Le capitaine dormait, rêvant peut-être tour à tour à la noble Alix et à l’humble fille de la forêt ; car, malgré sa froideur systématique, il n’avait pu revoir la première sans une vive émotion. Jude arpentait la chambre et demandait à son honnête et simple cervelle un moyen de retrouver le fils de Treml. Béchameil dégustait en songe un blanc-manger.
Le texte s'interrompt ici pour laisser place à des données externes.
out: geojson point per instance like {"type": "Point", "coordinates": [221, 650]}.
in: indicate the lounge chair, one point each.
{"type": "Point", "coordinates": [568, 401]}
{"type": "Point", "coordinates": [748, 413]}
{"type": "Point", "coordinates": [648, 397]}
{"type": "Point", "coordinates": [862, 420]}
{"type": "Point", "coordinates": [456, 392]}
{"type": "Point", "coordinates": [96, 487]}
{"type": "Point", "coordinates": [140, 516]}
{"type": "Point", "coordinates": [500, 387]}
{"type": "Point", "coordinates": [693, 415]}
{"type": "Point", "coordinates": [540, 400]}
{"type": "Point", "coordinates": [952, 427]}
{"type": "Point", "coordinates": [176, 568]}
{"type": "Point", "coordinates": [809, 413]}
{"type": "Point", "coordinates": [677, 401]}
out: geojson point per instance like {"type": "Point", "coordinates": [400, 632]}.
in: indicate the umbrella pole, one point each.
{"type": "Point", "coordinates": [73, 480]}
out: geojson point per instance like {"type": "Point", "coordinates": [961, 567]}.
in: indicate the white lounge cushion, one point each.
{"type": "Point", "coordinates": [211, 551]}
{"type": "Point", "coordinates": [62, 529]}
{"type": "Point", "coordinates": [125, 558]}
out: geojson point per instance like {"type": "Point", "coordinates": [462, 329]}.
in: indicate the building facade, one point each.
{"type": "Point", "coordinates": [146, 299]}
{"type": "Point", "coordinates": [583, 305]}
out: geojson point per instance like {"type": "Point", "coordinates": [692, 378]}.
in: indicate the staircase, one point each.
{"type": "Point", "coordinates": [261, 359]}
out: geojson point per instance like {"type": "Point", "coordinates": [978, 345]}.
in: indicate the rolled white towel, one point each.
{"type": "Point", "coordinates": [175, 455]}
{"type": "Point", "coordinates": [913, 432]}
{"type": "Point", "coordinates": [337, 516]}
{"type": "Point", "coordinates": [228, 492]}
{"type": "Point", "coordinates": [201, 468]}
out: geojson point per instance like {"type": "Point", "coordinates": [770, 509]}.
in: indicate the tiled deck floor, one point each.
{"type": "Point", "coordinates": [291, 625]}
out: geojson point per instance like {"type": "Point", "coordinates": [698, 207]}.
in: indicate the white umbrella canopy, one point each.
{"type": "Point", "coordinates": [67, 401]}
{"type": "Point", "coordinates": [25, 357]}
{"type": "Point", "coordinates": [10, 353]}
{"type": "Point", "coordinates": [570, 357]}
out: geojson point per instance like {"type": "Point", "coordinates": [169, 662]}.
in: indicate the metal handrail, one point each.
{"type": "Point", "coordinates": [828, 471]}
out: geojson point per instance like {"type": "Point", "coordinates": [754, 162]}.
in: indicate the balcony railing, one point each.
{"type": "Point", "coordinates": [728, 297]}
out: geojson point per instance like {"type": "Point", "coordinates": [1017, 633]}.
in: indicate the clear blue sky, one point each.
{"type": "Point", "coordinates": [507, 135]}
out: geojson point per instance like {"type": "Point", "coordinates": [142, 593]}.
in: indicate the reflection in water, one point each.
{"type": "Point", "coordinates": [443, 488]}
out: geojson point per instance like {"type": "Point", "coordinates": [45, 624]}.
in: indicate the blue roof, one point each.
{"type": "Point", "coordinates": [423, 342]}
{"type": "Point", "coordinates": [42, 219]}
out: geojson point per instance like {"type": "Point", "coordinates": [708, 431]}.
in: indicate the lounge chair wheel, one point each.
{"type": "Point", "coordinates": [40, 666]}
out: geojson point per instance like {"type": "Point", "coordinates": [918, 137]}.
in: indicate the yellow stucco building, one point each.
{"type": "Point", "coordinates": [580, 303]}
Mademoiselle Olive bâtissait un superbe château en Espagne, où elle se voyait la dame maîtresse d’un gentil officier de Sa Majesté Louis XV. Enfin, Alix cherchait en vain le sommeil et combattait la fièvre, car la pauvre jeune fille avait bien souffert ce soir. Elle ne voulait point interroger son cœur, et son cœur parlait en dépit d’elle : elle aimait. Or, la plus forte nature fléchit au premier souffle du désenchantement. Jusqu’alors elle n’avait point vu d’autre obstacle entre elle et le bonheur que son devoir ou la volonté de son père. Maintenant, c’était un abîme qui s’ouvrait devant elle : Didier l’avait oubliée.

Dans l’appartement privé de M. de Vaunoy, dont la double porte était soigneusement fermée, trois hommes étaient réunis et tenaient une sorte de conseil. C’étaient M. de Vaunoy lui-même, Alain, son maître d’hôtel, et le valet Lapierre.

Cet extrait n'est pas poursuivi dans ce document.